According to Lao Tzu, `A journey of a thousand miles begins with a single step´. If we don’t begin, progress cannot ensue. When I do begin, I find I need three qualities to keep me going: `discipline & practice, discipline & practice, and discipline & practice.´ (David Richo).
I am currently participating in the Positive Intelligence Program designed and delivered by Shirzad Chamine and his team based in San Francisco. According to Shirzad: `Your mind is your best friend. But it can also be your worst enemy´. The recognition and dissipation of the saboteur dynamics, and the cultivation of the potential of the so-called Sage energies, operating from a stance of love and acceptance, make up the core of the theory.

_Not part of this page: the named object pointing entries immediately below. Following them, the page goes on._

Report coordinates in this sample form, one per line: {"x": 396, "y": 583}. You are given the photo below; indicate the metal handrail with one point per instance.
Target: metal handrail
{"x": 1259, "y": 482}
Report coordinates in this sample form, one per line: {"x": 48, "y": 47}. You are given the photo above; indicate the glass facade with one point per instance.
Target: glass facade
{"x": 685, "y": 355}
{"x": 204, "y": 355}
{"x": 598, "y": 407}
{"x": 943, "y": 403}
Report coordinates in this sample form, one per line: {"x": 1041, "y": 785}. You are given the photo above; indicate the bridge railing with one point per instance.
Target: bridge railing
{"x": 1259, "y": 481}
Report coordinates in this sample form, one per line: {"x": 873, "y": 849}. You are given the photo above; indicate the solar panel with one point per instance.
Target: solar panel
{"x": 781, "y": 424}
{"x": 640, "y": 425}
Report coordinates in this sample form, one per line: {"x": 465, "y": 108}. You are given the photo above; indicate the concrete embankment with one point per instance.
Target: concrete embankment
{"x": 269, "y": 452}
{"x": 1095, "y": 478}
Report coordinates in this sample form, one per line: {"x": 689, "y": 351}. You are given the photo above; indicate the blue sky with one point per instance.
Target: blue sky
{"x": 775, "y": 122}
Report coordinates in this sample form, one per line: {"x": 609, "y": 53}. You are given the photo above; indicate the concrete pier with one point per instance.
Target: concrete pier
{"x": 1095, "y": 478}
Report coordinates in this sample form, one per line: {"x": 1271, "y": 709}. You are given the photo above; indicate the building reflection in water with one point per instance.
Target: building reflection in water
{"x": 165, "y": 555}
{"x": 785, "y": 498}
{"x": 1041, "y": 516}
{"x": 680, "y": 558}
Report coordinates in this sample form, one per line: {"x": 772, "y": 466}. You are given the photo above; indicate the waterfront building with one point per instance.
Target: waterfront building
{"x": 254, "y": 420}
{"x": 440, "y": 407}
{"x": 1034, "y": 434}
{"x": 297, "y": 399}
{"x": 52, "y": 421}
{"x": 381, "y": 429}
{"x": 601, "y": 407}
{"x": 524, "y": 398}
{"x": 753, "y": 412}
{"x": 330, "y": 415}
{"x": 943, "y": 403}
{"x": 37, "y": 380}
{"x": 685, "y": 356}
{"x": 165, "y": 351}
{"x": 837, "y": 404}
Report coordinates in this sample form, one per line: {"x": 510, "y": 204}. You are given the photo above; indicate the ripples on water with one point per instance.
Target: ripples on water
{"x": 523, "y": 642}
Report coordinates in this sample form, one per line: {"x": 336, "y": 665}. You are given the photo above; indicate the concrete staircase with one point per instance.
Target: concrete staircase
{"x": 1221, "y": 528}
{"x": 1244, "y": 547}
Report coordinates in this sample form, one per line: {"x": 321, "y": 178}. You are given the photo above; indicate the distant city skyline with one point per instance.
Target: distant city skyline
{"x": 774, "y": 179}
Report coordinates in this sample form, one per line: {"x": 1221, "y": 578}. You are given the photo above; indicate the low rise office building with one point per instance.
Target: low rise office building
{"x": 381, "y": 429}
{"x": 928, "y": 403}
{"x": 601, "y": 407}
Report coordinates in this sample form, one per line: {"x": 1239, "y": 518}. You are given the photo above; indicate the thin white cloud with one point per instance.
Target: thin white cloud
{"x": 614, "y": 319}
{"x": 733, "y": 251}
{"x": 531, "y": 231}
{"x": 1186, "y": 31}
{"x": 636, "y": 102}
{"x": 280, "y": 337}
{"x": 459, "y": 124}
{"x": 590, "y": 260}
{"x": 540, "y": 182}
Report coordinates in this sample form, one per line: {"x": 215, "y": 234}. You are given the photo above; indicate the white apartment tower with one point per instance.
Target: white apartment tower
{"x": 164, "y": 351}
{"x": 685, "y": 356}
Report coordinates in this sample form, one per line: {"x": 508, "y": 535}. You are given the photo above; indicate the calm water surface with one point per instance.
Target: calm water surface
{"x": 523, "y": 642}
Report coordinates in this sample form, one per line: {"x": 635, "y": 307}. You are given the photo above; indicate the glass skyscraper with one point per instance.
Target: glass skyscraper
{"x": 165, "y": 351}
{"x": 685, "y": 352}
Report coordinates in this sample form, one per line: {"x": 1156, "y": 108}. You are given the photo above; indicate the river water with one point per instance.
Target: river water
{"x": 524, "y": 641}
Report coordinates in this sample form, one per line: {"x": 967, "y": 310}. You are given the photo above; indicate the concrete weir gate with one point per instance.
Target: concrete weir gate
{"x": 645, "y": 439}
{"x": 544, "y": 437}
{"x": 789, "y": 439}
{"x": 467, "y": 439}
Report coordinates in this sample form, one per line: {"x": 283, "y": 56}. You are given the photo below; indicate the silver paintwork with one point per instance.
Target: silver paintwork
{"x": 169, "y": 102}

The practice, which is the centrepiece of the program, is made up of simple, repetitive embodiment practices throughout the day. These include guided meditations, breathwork and grounding techniques; the so-called PQ Reps. It is the practice that ultimately leads to the reconfiguration of the brain, and therefore the mind.
Over time, the synapses relating to the old, discontinued behaviours begin to wither and die and are replaced with shiny new, powerful neurological pathways – manifestations of our new ways of looking at, and being in, the world.
Thus, through discipline and practice, informed first perhaps by desperation, then enthusiasm, devotion, reverie, and ultimately love, our minds are transformed; no longer wandering the landscapes like restless nomads, but peaceful, calm, and clear; – enjoying the eternal vitality of the present moment. We finally move from ’nowhere‘ to ’now here‘, thus claiming our birth right. Right now, it’s a case of progress, not perfection. That will do!